Cracker crumb crust: check! Photo by James Ransom
Mix about 1 1/2 cups crumbs (whizzed in a food processor or whacked with a rolling pin) with 4 tablespoons melted butter, 2 tablespoons sugar, and a big pinch of salt. You want the mixture to just hold together when squeezed. (If you’re seeking more zing, sesame seeds, shredded coconut, and candied ginger are great additions.) Press the mixture into a pie tin and freeze for at least 1 hour and up to 1 month. Bake at 350° F until deeply browned so it’s good and sturdy.
If you choose not to crumb, hit up your favorite flaky pie crust. You can bake either a day in advance.
If this is your first pudding (mazel tov!), here’s the gist: Warm whole milk (about 2 1/3 cups; this can be replaced with half-and-half, or cut with cream or coconut milk) in a saucepan over low heat. Meanwhile, whisk together egg yolks (2 to 4, depending on how thick and rich you want the pudding to be), sugar (1/2 cup, or a little bit more or less to taste), cornstarch (4 to 5 tablespoons—5 if you're adding fresh fruit later), and a big pinch of salt. Add the milk, splash by splash, then pour everything back into the pot. Cook, stirring constantly, until thick. Add a little hunk of butter (or more!). Press through a sieve, seal with plastic wrap, and chill.
For something seasonal, strawberries, blackberries, and peaches are all lovely. Toss with something sweet—regular or turbinado sugar or honey—to bring out the fruit’s syrupy juices. Strain off those juice (or most of them) so there's no excess liquid swimming around the bottom of the pie. For something retro: Opt for thickly sliced bananas or toasted, shredded coconut.
Both produce a dramatic, bright white, billowy look. Cream compliments sweeter pies—say, pastry cream and strawberries. You’ll want to whip a cup of cream for one pie. Leave it plain and unsweetened, or stir in a spoonful of crème fraîche. Or add a splash of bourbon or rum.
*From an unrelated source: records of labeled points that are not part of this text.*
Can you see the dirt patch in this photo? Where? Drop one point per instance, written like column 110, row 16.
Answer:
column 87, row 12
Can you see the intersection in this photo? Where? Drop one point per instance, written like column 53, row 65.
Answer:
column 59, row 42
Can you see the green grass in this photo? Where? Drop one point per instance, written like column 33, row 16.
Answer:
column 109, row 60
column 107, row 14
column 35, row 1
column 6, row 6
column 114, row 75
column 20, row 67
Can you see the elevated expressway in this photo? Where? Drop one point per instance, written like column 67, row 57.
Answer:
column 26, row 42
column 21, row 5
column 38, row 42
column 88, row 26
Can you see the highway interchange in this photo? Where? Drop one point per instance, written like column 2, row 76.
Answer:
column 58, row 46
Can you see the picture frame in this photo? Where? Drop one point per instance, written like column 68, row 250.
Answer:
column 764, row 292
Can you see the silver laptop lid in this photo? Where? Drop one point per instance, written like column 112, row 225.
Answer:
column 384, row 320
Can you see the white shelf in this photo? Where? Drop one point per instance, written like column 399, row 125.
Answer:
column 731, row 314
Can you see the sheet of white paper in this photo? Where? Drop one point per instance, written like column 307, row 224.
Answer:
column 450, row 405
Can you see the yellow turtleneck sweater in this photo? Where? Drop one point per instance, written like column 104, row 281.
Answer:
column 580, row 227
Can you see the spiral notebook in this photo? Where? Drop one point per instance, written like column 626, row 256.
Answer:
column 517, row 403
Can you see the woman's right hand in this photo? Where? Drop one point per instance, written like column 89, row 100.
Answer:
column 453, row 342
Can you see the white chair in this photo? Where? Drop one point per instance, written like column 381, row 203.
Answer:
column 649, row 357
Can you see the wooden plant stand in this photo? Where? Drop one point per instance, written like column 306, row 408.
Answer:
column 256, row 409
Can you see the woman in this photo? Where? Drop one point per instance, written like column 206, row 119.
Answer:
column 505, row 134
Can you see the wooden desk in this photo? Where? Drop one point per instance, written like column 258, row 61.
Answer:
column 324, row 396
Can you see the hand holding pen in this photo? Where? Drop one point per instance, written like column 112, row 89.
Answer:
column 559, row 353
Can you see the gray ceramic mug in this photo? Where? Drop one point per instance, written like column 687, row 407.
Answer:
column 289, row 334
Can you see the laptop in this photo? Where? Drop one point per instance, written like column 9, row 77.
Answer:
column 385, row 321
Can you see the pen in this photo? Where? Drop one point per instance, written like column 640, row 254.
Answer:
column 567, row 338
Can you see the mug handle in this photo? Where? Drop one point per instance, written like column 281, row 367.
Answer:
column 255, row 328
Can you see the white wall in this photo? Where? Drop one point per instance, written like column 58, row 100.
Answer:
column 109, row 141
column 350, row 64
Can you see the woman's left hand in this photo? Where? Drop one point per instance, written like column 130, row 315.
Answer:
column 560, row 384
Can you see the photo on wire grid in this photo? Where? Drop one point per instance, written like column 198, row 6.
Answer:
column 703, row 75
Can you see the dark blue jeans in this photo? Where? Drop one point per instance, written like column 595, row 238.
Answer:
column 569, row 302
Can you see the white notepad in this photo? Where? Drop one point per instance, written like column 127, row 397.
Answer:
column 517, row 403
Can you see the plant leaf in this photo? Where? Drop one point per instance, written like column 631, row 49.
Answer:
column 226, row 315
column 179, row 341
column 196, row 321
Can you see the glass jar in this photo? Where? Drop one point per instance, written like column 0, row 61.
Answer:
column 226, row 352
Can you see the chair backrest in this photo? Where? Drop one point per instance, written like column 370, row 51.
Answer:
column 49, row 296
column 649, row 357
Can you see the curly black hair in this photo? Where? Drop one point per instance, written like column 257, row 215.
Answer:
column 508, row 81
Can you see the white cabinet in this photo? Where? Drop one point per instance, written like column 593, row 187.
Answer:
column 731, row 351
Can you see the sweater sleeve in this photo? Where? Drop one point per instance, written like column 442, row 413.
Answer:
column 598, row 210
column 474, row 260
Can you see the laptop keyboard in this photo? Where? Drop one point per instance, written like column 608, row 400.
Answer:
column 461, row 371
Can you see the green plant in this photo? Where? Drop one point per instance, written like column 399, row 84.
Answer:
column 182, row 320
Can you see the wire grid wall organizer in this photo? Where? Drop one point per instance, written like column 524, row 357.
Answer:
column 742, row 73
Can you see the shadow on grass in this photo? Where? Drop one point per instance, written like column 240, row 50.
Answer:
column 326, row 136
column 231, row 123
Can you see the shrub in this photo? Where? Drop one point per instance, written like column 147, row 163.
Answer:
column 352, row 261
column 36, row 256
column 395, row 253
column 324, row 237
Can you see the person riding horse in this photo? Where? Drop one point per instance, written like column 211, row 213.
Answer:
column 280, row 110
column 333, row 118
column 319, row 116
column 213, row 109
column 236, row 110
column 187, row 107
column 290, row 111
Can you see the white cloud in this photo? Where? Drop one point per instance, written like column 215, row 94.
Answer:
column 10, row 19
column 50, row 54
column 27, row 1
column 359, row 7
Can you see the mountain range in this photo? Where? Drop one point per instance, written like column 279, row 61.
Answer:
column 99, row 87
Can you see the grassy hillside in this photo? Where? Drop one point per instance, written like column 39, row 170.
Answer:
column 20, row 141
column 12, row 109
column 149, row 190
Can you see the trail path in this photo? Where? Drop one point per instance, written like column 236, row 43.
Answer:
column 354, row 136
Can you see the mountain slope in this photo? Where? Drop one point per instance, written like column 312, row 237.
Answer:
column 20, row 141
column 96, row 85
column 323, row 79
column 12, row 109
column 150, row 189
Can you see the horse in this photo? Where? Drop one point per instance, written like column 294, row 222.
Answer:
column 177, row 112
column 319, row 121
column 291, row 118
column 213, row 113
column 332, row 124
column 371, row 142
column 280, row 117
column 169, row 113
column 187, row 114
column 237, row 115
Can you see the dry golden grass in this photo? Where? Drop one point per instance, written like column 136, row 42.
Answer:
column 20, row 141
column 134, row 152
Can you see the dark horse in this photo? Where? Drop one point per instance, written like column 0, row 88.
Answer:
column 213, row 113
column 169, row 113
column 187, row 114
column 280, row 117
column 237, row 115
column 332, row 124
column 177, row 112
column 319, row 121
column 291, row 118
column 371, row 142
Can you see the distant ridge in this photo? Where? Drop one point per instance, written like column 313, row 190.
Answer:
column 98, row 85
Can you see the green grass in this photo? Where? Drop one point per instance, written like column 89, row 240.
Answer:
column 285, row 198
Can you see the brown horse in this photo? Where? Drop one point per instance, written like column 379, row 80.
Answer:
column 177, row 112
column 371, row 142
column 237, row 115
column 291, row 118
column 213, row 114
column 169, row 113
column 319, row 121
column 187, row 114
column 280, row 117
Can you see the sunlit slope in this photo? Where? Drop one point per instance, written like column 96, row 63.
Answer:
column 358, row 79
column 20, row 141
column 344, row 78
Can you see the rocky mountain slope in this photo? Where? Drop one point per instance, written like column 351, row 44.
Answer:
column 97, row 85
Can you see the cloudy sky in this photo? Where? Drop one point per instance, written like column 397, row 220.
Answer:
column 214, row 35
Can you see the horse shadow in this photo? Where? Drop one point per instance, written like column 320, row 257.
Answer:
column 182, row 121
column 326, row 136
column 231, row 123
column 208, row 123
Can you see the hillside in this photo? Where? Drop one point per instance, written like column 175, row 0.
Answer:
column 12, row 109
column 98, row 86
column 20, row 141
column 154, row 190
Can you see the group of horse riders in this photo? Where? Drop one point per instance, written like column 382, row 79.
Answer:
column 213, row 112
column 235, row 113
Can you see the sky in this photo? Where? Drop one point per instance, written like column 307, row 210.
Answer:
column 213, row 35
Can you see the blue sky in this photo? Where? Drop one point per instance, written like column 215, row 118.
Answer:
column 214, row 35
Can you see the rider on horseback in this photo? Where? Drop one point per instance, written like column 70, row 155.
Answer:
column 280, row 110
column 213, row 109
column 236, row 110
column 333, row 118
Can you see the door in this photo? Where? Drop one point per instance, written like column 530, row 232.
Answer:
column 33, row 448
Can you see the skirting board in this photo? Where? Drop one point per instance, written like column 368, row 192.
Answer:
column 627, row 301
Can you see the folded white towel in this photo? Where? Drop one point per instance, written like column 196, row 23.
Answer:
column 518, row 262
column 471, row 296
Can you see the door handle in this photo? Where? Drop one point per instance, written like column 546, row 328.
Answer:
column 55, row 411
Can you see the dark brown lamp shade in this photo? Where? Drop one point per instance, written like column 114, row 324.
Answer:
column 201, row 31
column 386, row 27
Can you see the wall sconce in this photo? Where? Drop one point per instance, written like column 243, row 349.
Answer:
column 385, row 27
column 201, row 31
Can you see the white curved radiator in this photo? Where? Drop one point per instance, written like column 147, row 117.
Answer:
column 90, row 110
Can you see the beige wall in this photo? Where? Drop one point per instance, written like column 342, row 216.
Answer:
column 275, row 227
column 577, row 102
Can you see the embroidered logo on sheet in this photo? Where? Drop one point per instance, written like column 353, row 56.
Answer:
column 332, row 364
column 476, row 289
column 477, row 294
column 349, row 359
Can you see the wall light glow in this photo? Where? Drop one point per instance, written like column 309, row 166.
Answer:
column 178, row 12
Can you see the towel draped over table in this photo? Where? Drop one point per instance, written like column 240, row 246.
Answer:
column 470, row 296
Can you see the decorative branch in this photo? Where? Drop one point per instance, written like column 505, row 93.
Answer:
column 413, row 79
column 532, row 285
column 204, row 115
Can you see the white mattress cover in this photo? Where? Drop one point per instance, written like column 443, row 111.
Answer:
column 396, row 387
Now's your chance to show off your whipped cream swirling skills. Photo by James Ransom
A sugary meringue offsets sassier fillings, like spicy chocolate or tart lemon. I love The Fannie Farmer Cookbook strategy, which cooks the egg whites for stability, but isn’t as tricky as an Italian meringue: Whisk 5 egg whites, 1/2 cup sugar, and a pinch of salt over a double boiler until the whites are warm. Remove from heat and beat with an electric mixer until stiff peaks form. Torch into oblivion—just before serving, ideally tableside.
Cream pies are carefree, like guests at the end of a bonfire. Still, it’s nice to dress them up. The garnish can be as simple as a fruit teaser—for instance, a single, leafy strawberry amid the whipped cream curls. Or you could go a step further and shower the top with chocolate shavings, citrus zest, or brûléed banana slices.
Photo by James Ransom; GIF by Gabriella Mangino
Your pie will want a half hour or so to set in the fridge before it’s served. Try to assemble as close to that point as possible. Cream pies hold for about a day, but tend to turn goopy past that.
Fill your baked crust to the brim with custard. (If you’re using fruit, schmear some custard on the bottom, cover with fruit, then add the rest.) Top with the whipped cream or meringue in loose swirls. Garnish. Chill until cold. Throw at someone’s face! (Or enjoy otherwise.)